This post was written by Dahlia Scheindlin, Ami Kaufman, and Yossi Gurvitz
About 4,000 people demonstrated in Beit Shemesh on Tuesday evening, including a parade of politicians from a spectrum of left and right parties, both secular and religious, to protest what is perceived as the “Haredization,” of the city, a takeover by the ultra-orthodox.
The immediate events sparking the protests were a series of incidents highlighting gender discrimination – a group of Haredim spitting on an eight-year old religious girl, and the struggle over gender-segregated (women in the back) buses in Jerusalem; and more broadly, the exclusion of women from public life in general (known as hadarat nashim). On Sunday, a nasty scuffle between Haredi groups and Israeli journalists ratcheted up the tensions.
Many of the religious residents (known as “national religious,” or “religious Zionists,”) are as outraged as the secular community about these trends.
The general Haredi line seems to be that it’s all just a bunch of fringe radicals, blown completely out of proportion by the media. That line is so widely shared, that in fact it was repeated almost verbatim by pretty much every Haredi who was willing to share a few words with me at the demonstration. Just one Haredi man I asked was willing to elaborate, parsimoniously: “get the Ministry of Transportation to stop persecuting us, and everything will be OK.”

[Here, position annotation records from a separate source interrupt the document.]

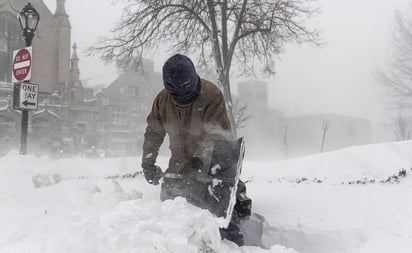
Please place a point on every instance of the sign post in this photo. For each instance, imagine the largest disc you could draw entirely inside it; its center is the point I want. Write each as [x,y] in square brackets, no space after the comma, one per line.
[25,94]
[28,18]
[21,64]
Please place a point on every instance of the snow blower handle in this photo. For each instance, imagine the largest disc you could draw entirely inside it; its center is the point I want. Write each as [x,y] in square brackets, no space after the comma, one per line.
[201,179]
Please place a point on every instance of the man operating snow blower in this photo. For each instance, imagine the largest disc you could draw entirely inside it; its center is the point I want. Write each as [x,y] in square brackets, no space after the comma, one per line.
[205,161]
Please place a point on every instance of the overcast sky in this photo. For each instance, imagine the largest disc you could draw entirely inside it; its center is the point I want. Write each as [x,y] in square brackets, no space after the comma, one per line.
[333,79]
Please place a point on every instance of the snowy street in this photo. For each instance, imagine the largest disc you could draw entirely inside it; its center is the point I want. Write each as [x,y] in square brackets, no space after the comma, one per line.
[342,201]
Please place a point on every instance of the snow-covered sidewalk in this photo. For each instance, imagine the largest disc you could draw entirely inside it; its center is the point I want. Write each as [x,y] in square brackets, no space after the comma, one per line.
[352,200]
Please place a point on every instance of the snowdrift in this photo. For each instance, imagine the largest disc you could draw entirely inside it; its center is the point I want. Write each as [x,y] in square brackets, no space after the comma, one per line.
[351,200]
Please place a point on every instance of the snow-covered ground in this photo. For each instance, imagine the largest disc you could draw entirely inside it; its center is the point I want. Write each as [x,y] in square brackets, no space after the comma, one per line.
[343,201]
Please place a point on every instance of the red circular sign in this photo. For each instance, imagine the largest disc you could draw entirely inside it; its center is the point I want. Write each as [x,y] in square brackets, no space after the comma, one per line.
[22,64]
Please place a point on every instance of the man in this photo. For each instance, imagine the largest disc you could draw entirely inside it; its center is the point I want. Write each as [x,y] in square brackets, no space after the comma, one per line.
[192,112]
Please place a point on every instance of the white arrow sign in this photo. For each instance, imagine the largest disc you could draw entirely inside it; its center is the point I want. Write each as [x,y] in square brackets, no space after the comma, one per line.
[29,96]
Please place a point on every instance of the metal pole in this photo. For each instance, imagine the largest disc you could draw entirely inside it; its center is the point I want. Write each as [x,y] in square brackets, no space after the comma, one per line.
[25,113]
[24,127]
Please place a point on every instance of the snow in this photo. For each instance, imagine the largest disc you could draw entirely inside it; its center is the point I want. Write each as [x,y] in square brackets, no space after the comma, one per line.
[330,202]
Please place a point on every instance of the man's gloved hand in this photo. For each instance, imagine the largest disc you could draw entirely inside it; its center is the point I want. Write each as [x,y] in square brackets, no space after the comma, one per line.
[152,173]
[193,169]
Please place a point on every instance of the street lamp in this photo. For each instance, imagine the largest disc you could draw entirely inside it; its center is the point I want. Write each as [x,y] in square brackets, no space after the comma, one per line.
[28,18]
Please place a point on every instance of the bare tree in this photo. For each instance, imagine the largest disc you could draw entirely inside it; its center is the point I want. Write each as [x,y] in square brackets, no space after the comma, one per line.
[240,113]
[402,129]
[247,32]
[325,128]
[396,75]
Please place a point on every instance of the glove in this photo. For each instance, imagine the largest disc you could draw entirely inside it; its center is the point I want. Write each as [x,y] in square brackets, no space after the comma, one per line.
[152,173]
[193,169]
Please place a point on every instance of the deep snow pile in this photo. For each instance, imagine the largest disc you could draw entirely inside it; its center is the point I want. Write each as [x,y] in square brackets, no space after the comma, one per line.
[333,202]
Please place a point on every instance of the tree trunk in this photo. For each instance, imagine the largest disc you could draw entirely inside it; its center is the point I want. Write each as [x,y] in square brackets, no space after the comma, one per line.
[225,84]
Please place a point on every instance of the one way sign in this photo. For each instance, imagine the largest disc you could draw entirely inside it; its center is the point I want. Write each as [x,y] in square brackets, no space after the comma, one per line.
[27,96]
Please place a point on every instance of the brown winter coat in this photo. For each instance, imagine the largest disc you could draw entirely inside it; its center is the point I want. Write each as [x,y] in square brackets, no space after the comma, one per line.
[191,129]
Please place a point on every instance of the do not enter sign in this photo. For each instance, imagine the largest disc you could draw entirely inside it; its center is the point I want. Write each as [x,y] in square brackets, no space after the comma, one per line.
[21,69]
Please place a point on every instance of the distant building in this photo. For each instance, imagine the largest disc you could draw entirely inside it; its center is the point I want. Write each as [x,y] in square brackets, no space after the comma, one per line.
[262,128]
[70,118]
[123,107]
[270,134]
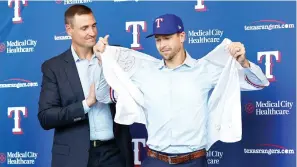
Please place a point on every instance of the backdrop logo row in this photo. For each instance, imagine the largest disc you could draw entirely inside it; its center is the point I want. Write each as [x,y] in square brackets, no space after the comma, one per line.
[16,6]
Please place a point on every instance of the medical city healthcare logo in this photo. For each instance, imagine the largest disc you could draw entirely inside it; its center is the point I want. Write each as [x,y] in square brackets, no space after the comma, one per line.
[268,25]
[266,108]
[17,83]
[18,158]
[16,5]
[18,46]
[205,36]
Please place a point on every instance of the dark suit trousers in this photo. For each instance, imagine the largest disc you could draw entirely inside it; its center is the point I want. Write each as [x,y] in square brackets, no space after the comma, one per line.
[106,155]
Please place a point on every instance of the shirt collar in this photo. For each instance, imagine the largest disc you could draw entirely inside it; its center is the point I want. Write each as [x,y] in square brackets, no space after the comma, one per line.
[76,57]
[189,62]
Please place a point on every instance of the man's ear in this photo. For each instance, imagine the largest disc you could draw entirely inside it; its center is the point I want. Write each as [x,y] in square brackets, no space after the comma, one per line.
[182,37]
[68,29]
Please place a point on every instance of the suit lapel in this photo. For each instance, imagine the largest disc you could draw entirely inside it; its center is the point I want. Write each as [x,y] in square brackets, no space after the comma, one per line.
[72,75]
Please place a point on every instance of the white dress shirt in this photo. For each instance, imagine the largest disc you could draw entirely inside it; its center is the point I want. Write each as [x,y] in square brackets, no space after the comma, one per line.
[175,104]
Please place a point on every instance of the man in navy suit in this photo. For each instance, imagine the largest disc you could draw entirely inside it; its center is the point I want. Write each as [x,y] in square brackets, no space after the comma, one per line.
[85,133]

Here are three impressions of three +972 folks:
Ami Kaufman: The crowd was mostly local, very Masorti (traditional), religious, and a good turnout of Haredim as well. I didn’t see any of the usual liberals I notice at left wing demonstrations – which is a shame.
There was lots of hatred for Beit Shemesh Mayor Moshe Abutbul [largely seen as facilitating the expansion of the Haredi presence, at the expense of the majority of Beit Shemesh residents. According to Yediot today (print version), the city of roughly 90,000 is about 65% non-Haredi – secular, traditional and religious – ds].

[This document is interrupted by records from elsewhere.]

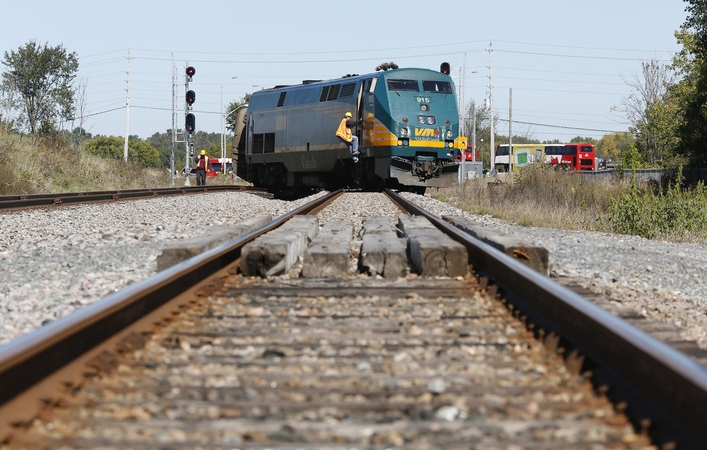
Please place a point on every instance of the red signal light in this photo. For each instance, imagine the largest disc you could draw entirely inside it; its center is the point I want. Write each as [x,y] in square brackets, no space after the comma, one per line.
[190,123]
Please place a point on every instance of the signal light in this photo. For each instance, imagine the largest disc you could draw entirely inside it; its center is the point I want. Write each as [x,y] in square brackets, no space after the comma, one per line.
[190,123]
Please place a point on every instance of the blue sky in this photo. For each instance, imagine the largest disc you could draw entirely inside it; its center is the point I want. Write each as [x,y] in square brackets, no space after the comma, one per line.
[567,63]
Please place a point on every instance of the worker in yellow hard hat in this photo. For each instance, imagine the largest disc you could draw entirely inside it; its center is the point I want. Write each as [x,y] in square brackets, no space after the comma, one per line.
[201,165]
[344,133]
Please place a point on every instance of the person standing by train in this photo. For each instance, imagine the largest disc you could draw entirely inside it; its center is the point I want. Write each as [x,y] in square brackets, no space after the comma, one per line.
[201,166]
[344,133]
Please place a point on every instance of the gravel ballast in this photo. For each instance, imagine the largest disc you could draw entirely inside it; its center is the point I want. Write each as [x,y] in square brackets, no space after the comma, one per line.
[54,261]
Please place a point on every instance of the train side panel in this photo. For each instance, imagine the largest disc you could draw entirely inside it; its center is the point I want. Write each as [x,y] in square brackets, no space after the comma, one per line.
[289,141]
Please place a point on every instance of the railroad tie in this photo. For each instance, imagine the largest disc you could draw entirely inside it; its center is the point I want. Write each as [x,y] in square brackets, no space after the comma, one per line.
[329,253]
[187,248]
[275,252]
[433,254]
[533,256]
[382,251]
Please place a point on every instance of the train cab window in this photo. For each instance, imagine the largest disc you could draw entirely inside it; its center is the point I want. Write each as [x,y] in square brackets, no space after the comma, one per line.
[324,94]
[347,90]
[440,87]
[403,85]
[334,92]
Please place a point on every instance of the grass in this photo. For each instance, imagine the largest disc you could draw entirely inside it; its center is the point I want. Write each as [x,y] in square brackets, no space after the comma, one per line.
[545,197]
[537,197]
[31,165]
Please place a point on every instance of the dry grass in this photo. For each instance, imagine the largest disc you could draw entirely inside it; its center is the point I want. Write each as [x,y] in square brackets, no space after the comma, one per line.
[544,197]
[29,165]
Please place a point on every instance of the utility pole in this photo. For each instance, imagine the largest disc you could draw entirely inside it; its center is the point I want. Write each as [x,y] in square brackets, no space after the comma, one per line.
[492,163]
[473,129]
[174,120]
[510,130]
[127,114]
[223,129]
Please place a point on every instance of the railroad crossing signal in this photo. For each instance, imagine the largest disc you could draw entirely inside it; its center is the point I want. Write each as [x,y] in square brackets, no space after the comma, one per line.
[190,119]
[190,123]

I found it amusing most of the chants, such as “we won’t give up on Beit Shemesh” were sung to the bass intro of White Stripes “7 Nation army”. Seriously. Every chant.

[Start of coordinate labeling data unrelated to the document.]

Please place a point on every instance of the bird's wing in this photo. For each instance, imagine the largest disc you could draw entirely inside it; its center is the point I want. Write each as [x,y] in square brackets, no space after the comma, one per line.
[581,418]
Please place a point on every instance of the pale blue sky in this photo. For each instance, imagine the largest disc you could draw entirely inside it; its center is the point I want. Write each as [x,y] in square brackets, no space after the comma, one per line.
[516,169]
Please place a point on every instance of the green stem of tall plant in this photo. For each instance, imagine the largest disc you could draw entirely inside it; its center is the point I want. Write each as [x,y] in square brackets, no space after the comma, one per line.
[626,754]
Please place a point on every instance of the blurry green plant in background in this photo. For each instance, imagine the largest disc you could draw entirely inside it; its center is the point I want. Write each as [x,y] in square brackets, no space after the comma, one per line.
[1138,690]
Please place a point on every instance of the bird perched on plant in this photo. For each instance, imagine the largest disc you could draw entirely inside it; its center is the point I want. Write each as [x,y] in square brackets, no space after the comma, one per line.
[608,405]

Dahlia Scheindlin: Genuine anger was palpable.
I thought it rather refreshing to see a demonstration of a very different crowd than the usual Tel Aviv types – the Ethiopian immigrants, religious folks, working class made it into a more diverse reflection of Israeli society.
But I was struck by a few problems:
First, the demonstration was dripping with Army worship. IDF service is turning into the symbol of entitlement, as in “we served in the army, therefore we deserve…” (housing, appropriate city planning, etc.). It’s understandable, as Haredi draft exemption is the most visible manifestation of inequality of rights and duties that are legitimized by the state. How long are we going to obsessively perpetuate the notion that IDF service buys basic civil rights, equality and fairness that ought to be granted to all citizens of a democracy?
Second, the argument that Haredim should be left alone to live out their values as long as they are not imposed on others raises all the problems of multi-culturalism that were hashed out in the 1990s. There must be a shared set of fundamental values in society. Moral relativism does not work.
The line that it’s all exaggerated press sensationalism is a clear outgrowth of the pan-Israeli tendency to deny all unlawful or immoral policy as merely poor communications or failed image-management. Haven’t we taken this whole post-modern, manufacturing consent thing far enough? Sometimes immorality and unlawful behavior really are just that.
Finally, I was unmoved by an op ed in Israel Today by the normally very astute Dr. Aviad Hacohen, a thoughtful and critical legal scholar, who is also religious, asking people not to brand or stereotype all Haredim, and to show some sensitivity.
Sensitivity? Haredim are the greatest beneficiaries of Israel’s distorted social, political, and economic policies. Haredi parties are 16% of the current Knesset, although they are nine percent of the population. Arab/Palestinian citizens are 20% of the population, but Haredi parties sit in the governing coalition; Arab parties never do. Roughly 65% of Haredi men don’t work, and there go my hefty monthly National Insurance payments – not, heaven forbid, to me. As a free lancer, no matter how much I pay, nobody will take care of me if work slows down. I think I’ve demonstrated an awful lot of sensitivity up to now, thanks.
There’s much debate about these trends representing fringe radicals, as if the perpetrators are totally disconnected from their social milieu. Like aliens. When will people start taking responsibility for the failings of their communities?
Yossi Gurvitz: Never made it [to the demo]. We got stuck in the huge gridlock before the town. After timing 600 meters in 36 minutes… (and, admittedly, some 1.2 kms in the next four minutes), we took the next turn and fled to Tel Aviv.
Organizers claimed that the entrance to the city had been blocked by Haredim. Maybe millions of others wanted to come, but encountered traffic problems.